LOCAL

Civil Rights educational, commemorative program Aug. 23, 25

Staff Writer
Plaquemine Post South
Calvin Johnson

PLAQUEMINE – As we commemorate the events of 1963, Plymouth Rock Baptist Church is hosting an educational forum on Friday, Aug. 23, 2013 at 7 p.m. with the showing of the Louisiana Diary, which includes the Plaquemine story. 

The film is a master copy loaned by Joseph Basile of WNET and Alex Cherian of San Francisco Bay Area Film Archives. It has been enhanced for our viewing.

Persons on the panel are Ronnie Moore, Dr. Lance Hill, Torris Armstead, Kathe Hambrick-Jackson and will be moderated by retired Judge Calvin Johnson. 

A short march and visit to the old site will begin at 2 p.m. on Sunday, Aug. 25 followed by a program featuring Spiver W. Gordon.

Spiver Gordon, is a native of Plaquemine and now resides in Eutaw, Alabama with his wife and family. He was incarcerated in Plaquemine in 1963 and spent time in the Port Allen Jail. Gordan was a field secretary for the Congress of racial equality and has been actively involved in voter registration registering the first blacks in St. Francisville and Bristol, Fla.

Gordon has been involved in every major march for civil rights in the US, including the 1963 March on Washington and the Selma to Montgomery march. Since, 1968 he has led the movement for SCLC in Eutaw.

Ronnie Moore is the current program director of Cornerstone Builders, a civic justice initiative of Catholic Charities providing an array of services to formerly incarcerated persons and their families. A civil rights veteran, Moore became involved in the movement in 1961.  He stated, “The Civil Rights movement wasn't something you joined, it was something you got drafted and persuaded.” 

While a student at Southern University in Baton Rouge, Moore led a group of 2,500 students to the state capitol to protest the city's hiring policies and segregated lunch counters. Moore was arrested, jailed, and expelled from Southern University for his involvement in the demonstration.
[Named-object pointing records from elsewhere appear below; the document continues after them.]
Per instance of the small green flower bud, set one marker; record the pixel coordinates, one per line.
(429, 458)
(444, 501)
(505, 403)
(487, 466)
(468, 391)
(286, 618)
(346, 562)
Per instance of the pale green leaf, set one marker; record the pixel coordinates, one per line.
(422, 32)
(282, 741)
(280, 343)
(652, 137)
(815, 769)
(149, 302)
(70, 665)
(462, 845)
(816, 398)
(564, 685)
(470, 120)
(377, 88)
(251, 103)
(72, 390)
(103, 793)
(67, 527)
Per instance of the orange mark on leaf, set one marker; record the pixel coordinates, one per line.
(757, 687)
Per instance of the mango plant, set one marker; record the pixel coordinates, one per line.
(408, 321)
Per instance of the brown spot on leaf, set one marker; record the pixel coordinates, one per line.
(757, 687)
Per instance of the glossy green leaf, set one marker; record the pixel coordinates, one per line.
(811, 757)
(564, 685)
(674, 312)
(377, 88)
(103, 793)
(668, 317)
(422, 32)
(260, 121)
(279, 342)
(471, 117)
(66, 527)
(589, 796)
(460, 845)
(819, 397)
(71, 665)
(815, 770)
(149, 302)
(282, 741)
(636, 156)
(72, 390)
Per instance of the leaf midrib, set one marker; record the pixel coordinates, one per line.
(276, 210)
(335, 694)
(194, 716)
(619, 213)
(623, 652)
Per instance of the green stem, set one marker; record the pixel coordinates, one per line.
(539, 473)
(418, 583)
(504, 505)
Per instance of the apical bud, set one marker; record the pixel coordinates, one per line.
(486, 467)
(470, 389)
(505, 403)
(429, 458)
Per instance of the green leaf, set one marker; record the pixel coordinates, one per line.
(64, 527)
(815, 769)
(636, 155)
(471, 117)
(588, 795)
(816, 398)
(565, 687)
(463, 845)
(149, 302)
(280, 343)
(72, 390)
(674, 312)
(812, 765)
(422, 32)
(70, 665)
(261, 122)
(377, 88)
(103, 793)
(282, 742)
Calvin Johnson was elected to the Orleans Parish Criminal District Court in 1990. While at the Criminal District Court he served as a Drug Court Judge from 1994 - 2002. In 2002, he established the first Mental Health Treatment Court in the State of Louisiana. 

In 2004, Johnson became the first African American Chief Judge of that court. In 2005, when Katrina struck, he was the Chief Judge of the Court and by November of 2006 the Court was back in full operation.

Dr. Lance Hill is the Executive Director of the Southern Institute for Education and Research, a tolerance education and race relations research center based at Tulane University in New Orleans.

Hill holds a Ph.D. in history from Tulane University, where he has taught US History and Intercultural Communication. His scholarly research field is the history of race relations, the radical right and ethnic group trauma. He is the author of The Deacons for Defense: Armed Resistance and The Civil Rights Movement (University of North Carolina Press, 2004).

Torris Armstead, a local civil rights activist and a native of Plaquemine, participated in the 1963 movement. 

In 1978, he was sworn in as the first African American Selectmen (city council, District II) in the City of Plaquemine. Armstead served in this position for over 15 years and diligently worked to enhance the overall quality of life on the local, regional and state level.

Kathe Hambrick-Jackson is the Founder and Executive Director of the River Road African American Museum in Donaldsonville. She is the past president of the national Association of African American Museums.